Schlagwort: Armut

  • Totalversagen: 200€-Einmalzahlung für Studierende und Fachschüler:innen

    Totalversagen: 200€-Einmalzahlung für Studierende und Fachschüler:innen

    Vor inzwischen über sechs Monaten beschloss die Bundesregierung die Einmalzahlung in Höhe von 200 € für Studierende und Fachschüler:innen. Deshalb gründete sich das breite Bündnis „Keinmalzahlung200“ aus Piratenpartei, diversen Studierendenvertretungen und politischen Hochschulgruppen, das unter https://keinmalzahlung200.de Kritik an der Bundesregierung übt und Forderungen für Studierende und Fachschüler:innen in Not stellt. Am 15. März soll es nun losgehen mit der Antragsstellung, die unter zwingender Nutzung eines BundID-Kontos stattfinden muss. Wann das Geld dann ankommt, ist genauso unklar wie die datenschutzrechtliche Grundlage der Datenverarbeitung sowie die Ausfallsicherheit der Plattform.

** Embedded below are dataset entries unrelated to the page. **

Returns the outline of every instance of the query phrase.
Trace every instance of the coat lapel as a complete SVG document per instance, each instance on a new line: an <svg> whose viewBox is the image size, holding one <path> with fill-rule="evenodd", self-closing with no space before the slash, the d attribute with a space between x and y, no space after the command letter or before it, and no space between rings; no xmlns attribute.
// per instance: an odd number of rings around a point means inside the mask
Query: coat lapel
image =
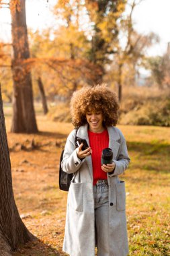
<svg viewBox="0 0 170 256"><path fill-rule="evenodd" d="M89 140L88 136L88 125L85 125L83 126L81 126L77 131L77 136L81 137L81 139L85 139L88 145L89 146ZM85 158L85 162L87 163L88 166L88 169L90 172L91 181L93 180L93 165L92 165L92 160L91 156L88 156Z"/></svg>

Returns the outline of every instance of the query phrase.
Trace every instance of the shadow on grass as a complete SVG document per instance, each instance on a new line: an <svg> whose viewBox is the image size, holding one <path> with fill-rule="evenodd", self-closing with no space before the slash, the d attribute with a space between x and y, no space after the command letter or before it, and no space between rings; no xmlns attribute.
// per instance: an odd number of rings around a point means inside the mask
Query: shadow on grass
<svg viewBox="0 0 170 256"><path fill-rule="evenodd" d="M127 145L128 150L140 153L141 155L169 155L170 152L170 144L156 140L151 143L128 141Z"/></svg>
<svg viewBox="0 0 170 256"><path fill-rule="evenodd" d="M54 137L55 139L66 139L68 136L68 133L59 133L55 131L38 131L37 133L41 136Z"/></svg>
<svg viewBox="0 0 170 256"><path fill-rule="evenodd" d="M157 173L169 173L170 164L170 144L167 142L128 141L128 149L131 157L130 168Z"/></svg>
<svg viewBox="0 0 170 256"><path fill-rule="evenodd" d="M52 246L44 243L39 239L30 241L19 247L14 252L13 256L60 256L65 255L64 253L58 252Z"/></svg>

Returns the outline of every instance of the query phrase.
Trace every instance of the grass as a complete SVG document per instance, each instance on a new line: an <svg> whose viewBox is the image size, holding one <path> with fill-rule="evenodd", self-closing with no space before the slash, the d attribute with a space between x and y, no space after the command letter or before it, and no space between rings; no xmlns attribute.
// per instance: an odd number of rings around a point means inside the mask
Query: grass
<svg viewBox="0 0 170 256"><path fill-rule="evenodd" d="M54 123L37 116L40 133L13 134L6 116L9 146L34 138L38 143L67 137L71 124ZM48 125L47 125L48 122ZM124 134L131 162L122 175L126 181L129 256L170 255L170 129L166 127L118 125ZM62 252L67 195L58 189L60 148L11 152L15 201L28 229L39 240L22 245L21 255L66 255ZM22 163L24 160L28 162ZM17 171L22 168L24 171ZM26 215L28 214L28 216ZM90 255L89 255L90 256Z"/></svg>

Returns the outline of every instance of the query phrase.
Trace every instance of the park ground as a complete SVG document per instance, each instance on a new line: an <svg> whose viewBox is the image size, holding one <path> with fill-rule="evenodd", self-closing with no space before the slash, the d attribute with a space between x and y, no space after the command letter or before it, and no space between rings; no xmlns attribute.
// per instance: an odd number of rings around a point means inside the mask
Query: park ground
<svg viewBox="0 0 170 256"><path fill-rule="evenodd" d="M23 222L38 238L22 245L13 256L65 256L67 193L58 189L58 164L60 146L73 126L38 113L38 134L14 134L9 131L11 115L7 109L5 113L15 202ZM170 128L118 127L131 158L121 175L126 182L129 255L170 255Z"/></svg>

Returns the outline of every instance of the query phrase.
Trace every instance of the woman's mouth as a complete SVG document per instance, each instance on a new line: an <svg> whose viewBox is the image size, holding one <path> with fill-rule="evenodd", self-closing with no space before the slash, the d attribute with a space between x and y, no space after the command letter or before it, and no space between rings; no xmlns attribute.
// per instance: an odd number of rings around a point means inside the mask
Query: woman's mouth
<svg viewBox="0 0 170 256"><path fill-rule="evenodd" d="M98 121L91 121L91 123L93 124L93 125L96 125Z"/></svg>

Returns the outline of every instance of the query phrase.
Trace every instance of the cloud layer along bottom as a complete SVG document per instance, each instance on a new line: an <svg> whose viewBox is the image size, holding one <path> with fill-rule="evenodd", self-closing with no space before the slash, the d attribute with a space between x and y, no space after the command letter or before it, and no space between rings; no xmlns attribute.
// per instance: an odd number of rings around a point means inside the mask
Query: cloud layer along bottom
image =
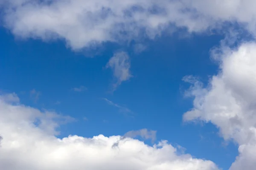
<svg viewBox="0 0 256 170"><path fill-rule="evenodd" d="M0 97L0 117L1 170L218 169L166 141L151 147L121 136L58 139L56 128L71 118L21 105L15 94Z"/></svg>

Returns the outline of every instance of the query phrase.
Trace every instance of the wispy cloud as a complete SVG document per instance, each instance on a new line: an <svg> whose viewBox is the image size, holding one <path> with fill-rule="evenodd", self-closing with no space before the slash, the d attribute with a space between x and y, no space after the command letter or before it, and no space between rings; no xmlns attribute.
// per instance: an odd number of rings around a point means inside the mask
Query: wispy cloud
<svg viewBox="0 0 256 170"><path fill-rule="evenodd" d="M77 92L81 92L82 91L84 91L87 90L87 88L84 86L83 85L81 85L78 88L72 88L72 90L74 91L76 91Z"/></svg>
<svg viewBox="0 0 256 170"><path fill-rule="evenodd" d="M35 90L35 89L30 91L29 92L30 97L33 98L34 101L36 102L39 99L39 96L41 95L41 92Z"/></svg>
<svg viewBox="0 0 256 170"><path fill-rule="evenodd" d="M112 70L116 79L116 82L113 85L113 91L122 82L128 80L132 77L130 71L130 57L124 51L116 53L109 60L106 67Z"/></svg>
<svg viewBox="0 0 256 170"><path fill-rule="evenodd" d="M131 130L124 135L125 137L134 138L140 136L143 139L151 139L153 142L156 139L157 131L143 129L138 130Z"/></svg>
<svg viewBox="0 0 256 170"><path fill-rule="evenodd" d="M108 100L108 99L102 98L102 99L103 100L105 100L105 101L106 101L106 102L107 102L107 103L108 103L108 104L109 104L109 105L111 105L112 106L113 106L116 108L117 108L119 110L119 111L120 112L125 113L133 113L132 111L127 108L121 106L120 105L118 105L116 103L115 103L113 102L112 101Z"/></svg>

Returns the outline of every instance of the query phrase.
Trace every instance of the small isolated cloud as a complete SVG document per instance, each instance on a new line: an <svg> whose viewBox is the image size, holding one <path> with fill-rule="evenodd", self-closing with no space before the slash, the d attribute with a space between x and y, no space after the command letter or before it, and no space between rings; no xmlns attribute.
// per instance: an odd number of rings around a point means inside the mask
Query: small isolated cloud
<svg viewBox="0 0 256 170"><path fill-rule="evenodd" d="M39 99L39 96L41 95L41 92L37 91L35 89L30 91L29 94L30 94L30 97L33 98L35 102L37 102Z"/></svg>
<svg viewBox="0 0 256 170"><path fill-rule="evenodd" d="M116 53L106 65L107 68L111 68L113 72L116 82L113 84L113 91L114 91L122 82L128 80L132 77L130 68L130 57L124 51Z"/></svg>
<svg viewBox="0 0 256 170"><path fill-rule="evenodd" d="M129 131L125 134L124 136L134 138L140 136L143 139L151 139L153 142L156 140L156 130L149 130L147 129L143 129L138 130Z"/></svg>
<svg viewBox="0 0 256 170"><path fill-rule="evenodd" d="M72 88L72 90L74 91L76 91L77 92L81 92L87 90L87 88L83 85L81 85L79 88Z"/></svg>
<svg viewBox="0 0 256 170"><path fill-rule="evenodd" d="M117 108L119 109L119 111L120 112L125 113L125 114L127 113L132 113L132 112L128 108L125 108L125 107L121 106L117 104L116 104L113 102L111 101L108 100L106 98L102 98L103 100L105 100L108 104L109 105L111 105L112 106L115 106L116 108Z"/></svg>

    Anne Herpertz, Vorsitzende der Piratenpartei und Initiatorin des Bündnisses „Keinmalzahlung200“ kritisiert die Bundesregierung scharf:

    „Der komplizierte Prozess und die viel zu niedrige und zu späte Einmalzahlung geht zulasten von allen Studierenden und Fachschüler:innen, die seit Monaten in Notlagen sind. Das FDP-geführte BMBF zeigt uns mit der gesamten Aktion, was „Digitalisierung first, Bedenken second“ bedeutet: Sechs Monate hat es gedauert und Menschen werden gezwungen, eine Online-Plattform zu nutzen und ein BundID-Konto anzulegen. Echte Wahlfreiheit sieht anders aus! Es wirkt eher so, als wolle die FDP für das gescheitertes Digitalprojekt BundID hohe Nutzungszahlen erzwingen. Der ganze Auszahlungsprozess hätte mit deutlich weniger Bürokratie in viel schnellerer Zeit umgesetzt werden können. Man kommt zu der Ansicht, dass Studierende und Fachschüler:innen der Bundesregierung vollkommen egal sind.“

    Sven Bechen, stellvertretender politischer Geschäftsführer und selbst Student, ergänzt:

    „Die 200 € kommen einfach zu spät. Was zuerst finanzielle Löcher waren, sind nach Monaten Verzögerung riesige Schluchten geworden. Die Armut von Studierenden ist eine bekannte Dauerkrise, doch nach Pandemie und Energiekrise, befinden sich viele psychisch und finanziell am Limit. Man bekommt das Gefühl, die ganze Aktion diene nicht dazu Studierende zu entlasten, sondern um das Digitalprojekt BundID zu bewerben. Studierende bitten um Hilfe und ich bin der Meinung, dass jeder die Chance verdient haben sollte, zu studieren, ohne Angst um die eigene Existenz zu haben.“

  • Keinmalzahlung200: Einmal ist Keinmal! Warum sind wir euch so egal?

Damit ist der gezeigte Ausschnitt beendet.